By the Parallelogram Law,we know that the sum of the squares of the four sides is equal to the sum of the squares of the two diagonals.
Let the sides be $AB$,$BC$,$CD$,and $DA$. Since $ABCD$ is a parallelogram,$AB = CD$ and $BC = DA$.

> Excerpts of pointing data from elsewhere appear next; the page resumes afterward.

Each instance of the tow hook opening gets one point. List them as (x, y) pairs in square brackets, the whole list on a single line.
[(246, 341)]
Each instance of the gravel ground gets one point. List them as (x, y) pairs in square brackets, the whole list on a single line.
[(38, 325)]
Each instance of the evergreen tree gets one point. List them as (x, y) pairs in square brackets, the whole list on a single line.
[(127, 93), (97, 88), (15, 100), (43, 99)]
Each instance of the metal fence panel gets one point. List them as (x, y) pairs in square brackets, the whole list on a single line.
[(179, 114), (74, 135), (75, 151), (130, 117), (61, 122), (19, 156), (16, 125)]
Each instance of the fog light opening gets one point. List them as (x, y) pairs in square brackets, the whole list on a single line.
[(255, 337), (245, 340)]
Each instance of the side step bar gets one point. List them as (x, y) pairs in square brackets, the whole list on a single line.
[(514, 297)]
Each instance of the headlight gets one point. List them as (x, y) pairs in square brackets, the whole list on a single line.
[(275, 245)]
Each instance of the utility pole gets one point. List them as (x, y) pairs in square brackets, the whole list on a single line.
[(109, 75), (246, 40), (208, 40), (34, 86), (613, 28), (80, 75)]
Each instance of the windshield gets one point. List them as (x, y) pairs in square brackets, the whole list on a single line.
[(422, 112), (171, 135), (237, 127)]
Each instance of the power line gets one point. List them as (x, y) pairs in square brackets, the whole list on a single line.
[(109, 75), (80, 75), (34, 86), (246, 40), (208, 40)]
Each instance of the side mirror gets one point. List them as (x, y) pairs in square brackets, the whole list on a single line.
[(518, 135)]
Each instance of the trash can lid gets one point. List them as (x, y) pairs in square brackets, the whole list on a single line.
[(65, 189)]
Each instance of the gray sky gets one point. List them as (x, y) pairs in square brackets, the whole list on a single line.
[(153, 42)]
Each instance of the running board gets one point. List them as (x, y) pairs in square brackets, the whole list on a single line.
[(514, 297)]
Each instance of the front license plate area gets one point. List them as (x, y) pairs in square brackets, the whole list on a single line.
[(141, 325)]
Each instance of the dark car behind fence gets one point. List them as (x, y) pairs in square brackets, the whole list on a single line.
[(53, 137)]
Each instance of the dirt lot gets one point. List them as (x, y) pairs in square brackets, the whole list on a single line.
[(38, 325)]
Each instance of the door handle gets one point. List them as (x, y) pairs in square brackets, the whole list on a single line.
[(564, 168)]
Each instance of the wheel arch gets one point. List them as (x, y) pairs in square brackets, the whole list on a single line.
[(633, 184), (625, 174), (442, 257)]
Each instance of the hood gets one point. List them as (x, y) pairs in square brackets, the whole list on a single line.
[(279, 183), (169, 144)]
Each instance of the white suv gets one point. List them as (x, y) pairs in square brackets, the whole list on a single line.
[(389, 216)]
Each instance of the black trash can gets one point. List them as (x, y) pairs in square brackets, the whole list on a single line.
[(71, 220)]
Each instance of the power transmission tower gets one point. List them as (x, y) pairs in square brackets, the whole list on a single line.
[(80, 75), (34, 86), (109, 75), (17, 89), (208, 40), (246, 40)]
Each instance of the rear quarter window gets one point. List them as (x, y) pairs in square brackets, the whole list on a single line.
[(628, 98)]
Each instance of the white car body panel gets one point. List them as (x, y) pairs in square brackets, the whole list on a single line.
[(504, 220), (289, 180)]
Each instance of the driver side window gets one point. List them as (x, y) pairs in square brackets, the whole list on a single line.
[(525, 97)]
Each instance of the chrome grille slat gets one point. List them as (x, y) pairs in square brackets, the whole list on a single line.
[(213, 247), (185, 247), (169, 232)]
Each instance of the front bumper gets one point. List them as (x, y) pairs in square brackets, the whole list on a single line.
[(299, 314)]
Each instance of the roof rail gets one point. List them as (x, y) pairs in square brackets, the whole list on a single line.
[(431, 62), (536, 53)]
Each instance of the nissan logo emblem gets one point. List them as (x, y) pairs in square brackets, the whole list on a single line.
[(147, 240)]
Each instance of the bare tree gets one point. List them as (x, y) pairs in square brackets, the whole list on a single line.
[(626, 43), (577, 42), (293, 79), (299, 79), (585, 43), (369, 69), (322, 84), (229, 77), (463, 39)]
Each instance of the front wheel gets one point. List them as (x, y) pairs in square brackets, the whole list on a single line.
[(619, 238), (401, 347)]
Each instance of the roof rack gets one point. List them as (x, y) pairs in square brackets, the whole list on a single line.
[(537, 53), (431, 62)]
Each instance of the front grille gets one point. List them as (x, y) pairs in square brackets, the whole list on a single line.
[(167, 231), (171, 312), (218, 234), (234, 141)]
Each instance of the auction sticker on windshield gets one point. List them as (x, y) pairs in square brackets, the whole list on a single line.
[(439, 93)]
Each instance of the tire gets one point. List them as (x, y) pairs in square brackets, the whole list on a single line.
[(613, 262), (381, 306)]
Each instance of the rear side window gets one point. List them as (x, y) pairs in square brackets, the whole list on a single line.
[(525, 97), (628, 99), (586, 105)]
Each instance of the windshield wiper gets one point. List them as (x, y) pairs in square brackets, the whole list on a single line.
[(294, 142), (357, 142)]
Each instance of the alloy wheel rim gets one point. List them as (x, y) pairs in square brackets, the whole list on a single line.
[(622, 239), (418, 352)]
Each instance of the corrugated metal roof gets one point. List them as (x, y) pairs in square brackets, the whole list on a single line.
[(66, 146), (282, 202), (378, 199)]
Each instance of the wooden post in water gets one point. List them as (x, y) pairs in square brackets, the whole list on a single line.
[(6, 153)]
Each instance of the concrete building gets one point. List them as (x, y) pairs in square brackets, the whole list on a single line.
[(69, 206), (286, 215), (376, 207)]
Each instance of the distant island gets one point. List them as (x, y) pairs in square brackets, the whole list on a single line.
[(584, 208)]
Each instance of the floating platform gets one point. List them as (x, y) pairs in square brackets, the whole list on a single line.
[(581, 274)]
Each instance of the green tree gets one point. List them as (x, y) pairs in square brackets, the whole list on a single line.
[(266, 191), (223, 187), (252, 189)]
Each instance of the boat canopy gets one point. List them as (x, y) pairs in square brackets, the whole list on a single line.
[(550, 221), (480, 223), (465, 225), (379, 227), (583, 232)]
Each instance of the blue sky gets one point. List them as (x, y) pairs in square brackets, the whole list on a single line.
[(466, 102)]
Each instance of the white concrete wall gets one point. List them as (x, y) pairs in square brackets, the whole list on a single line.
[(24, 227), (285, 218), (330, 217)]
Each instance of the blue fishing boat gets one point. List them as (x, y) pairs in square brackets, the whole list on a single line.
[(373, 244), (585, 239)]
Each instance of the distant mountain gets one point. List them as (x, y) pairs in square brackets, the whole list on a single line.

According to Apollonius Theorem in $\triangle ABC$ and $\triangle ADC$ with median $BO$ (where $O$ is the midpoint of $AC$):
$AB^2 + BC^2 = 2(BO^2 + AO^2)$
$AD^2 + CD^2 = 2(DO^2 + AO^2)$
Since $O$ is the midpoint of $BD$,$BO = DO$.
Adding the two equations:
$AB^2 + BC^2 + CD^2 + DA^2 = 2(BO^2 + AO^2 + DO^2 + AO^2) = 2(2BO^2 + 2AO^2) = 4BO^2 + 4AO^2$.
Since $BD = 2BO$ and $AC = 2AO$,then $BD^2 = 4BO^2$ and $AC^2 = 4AO^2$.
Therefore,$AB^2 + BC^2 + CD^2 + DA^2 = AC^2 + BD^2$.